Q I am a farmer with five years of experience farming on my own. I rent all of my cropland from my grandparents. Recently, I asked my grandpa if he would ever be interested in selling me some land. He quickly replied, "No." He explained he would lose too much money to capital gains taxes. He also said that the only fair way to deal with the land is to divide it equally between his two children (my mother and her brother, neither of whom farm) when he passes away.
My concern is that this kind of estate plan might considerably reduce my acreage and income potential. It also might hinder my ability to continue farming full-time.
I’m not fighting with my grandpa about this; we get along quite well. We just don’t see eye-to-eye on this matter. Can you help me form a line of reasoning that might help him see the situation from my point of view?

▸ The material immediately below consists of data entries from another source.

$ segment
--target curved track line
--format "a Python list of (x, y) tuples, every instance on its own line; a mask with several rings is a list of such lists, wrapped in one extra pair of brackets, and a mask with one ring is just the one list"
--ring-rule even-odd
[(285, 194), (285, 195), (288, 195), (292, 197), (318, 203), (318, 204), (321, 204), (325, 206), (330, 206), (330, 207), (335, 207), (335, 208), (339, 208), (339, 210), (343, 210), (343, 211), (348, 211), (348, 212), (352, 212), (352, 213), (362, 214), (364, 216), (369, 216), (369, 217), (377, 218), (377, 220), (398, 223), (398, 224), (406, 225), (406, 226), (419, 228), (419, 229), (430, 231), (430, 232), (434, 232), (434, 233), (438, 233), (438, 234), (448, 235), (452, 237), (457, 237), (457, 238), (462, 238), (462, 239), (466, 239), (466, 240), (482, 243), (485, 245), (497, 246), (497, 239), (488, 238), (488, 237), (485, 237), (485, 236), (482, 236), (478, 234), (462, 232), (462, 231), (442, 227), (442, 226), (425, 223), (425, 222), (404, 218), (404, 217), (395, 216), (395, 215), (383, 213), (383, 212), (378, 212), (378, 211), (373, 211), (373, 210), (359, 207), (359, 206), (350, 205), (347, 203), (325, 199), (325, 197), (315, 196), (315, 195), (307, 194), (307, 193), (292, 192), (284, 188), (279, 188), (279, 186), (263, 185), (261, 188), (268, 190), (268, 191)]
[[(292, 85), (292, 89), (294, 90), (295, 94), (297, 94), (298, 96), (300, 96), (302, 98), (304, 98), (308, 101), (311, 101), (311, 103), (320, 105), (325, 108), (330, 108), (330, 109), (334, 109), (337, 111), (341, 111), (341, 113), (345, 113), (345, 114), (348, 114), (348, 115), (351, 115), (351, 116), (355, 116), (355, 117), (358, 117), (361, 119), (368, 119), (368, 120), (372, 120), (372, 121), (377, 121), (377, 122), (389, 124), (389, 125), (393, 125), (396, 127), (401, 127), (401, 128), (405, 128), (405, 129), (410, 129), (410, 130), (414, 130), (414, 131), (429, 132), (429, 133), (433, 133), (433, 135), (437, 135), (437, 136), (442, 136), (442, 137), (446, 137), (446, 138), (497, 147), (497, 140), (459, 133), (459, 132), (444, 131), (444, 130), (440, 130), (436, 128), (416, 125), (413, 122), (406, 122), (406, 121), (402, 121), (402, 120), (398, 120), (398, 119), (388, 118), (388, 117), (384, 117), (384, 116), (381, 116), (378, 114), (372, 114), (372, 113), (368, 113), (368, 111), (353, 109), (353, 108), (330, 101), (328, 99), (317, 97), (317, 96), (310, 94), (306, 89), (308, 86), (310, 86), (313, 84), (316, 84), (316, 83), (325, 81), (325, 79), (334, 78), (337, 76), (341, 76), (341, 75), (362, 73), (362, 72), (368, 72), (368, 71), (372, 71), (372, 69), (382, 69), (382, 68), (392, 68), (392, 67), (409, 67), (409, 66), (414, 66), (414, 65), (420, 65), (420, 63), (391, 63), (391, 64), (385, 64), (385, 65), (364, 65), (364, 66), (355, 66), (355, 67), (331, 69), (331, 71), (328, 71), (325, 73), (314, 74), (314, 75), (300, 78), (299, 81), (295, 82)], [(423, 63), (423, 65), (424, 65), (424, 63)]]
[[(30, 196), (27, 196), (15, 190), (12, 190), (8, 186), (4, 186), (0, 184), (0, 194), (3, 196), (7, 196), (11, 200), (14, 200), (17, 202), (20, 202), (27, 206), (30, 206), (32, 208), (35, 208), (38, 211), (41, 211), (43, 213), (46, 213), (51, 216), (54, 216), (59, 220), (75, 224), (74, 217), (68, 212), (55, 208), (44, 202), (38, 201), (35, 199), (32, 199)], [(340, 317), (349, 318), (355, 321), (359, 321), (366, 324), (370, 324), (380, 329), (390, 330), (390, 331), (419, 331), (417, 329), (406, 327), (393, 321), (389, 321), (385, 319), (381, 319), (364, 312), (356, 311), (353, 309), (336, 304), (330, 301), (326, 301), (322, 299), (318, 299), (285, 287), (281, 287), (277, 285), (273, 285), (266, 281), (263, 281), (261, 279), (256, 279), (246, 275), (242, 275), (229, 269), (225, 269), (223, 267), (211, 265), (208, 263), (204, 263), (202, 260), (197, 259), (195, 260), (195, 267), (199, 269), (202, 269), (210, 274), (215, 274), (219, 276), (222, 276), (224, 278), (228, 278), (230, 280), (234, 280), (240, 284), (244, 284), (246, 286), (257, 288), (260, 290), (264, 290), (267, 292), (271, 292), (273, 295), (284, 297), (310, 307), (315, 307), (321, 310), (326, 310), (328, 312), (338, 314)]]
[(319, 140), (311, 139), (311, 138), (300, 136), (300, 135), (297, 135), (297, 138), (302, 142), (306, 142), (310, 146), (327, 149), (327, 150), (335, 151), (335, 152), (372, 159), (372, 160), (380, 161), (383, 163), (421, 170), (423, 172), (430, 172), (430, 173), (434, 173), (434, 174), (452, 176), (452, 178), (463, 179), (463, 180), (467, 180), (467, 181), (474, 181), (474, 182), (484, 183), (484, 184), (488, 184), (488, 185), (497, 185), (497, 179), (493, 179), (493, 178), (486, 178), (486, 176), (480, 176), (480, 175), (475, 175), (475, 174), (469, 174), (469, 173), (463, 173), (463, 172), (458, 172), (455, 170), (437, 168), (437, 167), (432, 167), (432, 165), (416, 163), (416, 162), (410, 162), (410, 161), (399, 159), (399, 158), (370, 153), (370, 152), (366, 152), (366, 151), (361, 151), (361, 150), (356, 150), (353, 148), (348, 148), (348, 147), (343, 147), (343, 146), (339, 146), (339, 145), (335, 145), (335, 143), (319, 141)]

A I suggest you start with a clear objective. Your grandfather will respond more favorably if he knows you’ve thought through the issues, are concerned about the future of the land and are not seeking special treatment. Presenting him with potential solutions that address his concerns, especially those related to his own children, can also help move the process forward.

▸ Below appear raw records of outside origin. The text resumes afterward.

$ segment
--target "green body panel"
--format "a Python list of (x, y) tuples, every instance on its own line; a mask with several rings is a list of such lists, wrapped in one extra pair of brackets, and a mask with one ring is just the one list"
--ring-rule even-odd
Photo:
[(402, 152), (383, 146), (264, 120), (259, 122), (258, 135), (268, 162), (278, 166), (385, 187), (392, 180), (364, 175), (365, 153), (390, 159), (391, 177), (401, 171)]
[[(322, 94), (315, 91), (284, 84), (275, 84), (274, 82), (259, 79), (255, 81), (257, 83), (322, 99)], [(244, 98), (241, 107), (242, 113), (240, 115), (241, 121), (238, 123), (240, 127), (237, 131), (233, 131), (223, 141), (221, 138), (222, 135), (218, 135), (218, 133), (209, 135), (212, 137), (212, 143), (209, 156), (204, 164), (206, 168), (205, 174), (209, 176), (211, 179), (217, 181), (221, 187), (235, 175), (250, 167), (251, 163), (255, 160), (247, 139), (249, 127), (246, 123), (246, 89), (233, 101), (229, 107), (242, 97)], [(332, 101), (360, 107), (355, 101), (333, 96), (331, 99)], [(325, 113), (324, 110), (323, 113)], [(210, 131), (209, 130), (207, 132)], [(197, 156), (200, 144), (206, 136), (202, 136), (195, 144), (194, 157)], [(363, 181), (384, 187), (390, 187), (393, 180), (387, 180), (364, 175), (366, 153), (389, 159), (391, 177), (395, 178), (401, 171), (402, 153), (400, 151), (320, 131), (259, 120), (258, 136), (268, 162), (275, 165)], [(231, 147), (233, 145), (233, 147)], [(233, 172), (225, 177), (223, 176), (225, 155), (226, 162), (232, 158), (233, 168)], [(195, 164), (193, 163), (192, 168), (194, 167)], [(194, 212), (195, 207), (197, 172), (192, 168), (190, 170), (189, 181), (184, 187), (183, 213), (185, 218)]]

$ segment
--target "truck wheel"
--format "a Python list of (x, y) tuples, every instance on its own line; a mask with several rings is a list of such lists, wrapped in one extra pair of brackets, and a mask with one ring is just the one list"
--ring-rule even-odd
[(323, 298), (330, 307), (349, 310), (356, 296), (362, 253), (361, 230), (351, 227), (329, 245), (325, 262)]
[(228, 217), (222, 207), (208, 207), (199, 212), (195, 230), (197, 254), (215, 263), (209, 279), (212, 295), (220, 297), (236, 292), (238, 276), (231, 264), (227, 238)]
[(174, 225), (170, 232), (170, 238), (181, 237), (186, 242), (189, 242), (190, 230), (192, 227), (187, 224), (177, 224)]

Appealing to his emotions and supporting your proposal with sound
reasoning is the
It sounds like your grandfather has two concerns. The first is to avoid additional taxes by not selling the land. Allowing it to transfer in his estate does generate a step up in basis to current market value—it means the property transfers to your mom and your uncle at the current land value. On the flip side is the estate tax, which will depend on the exclusion amount and tax rate in effect at the time of his passing.
Also, he’s stated that an equal division between his two children is the only fair way to pass on the property. It’s a nonstarter to argue that equal is not fair to you; that approach is unlikely to bring resolution in this situation. Given his stance, money or promissory notes are easier to divide than land.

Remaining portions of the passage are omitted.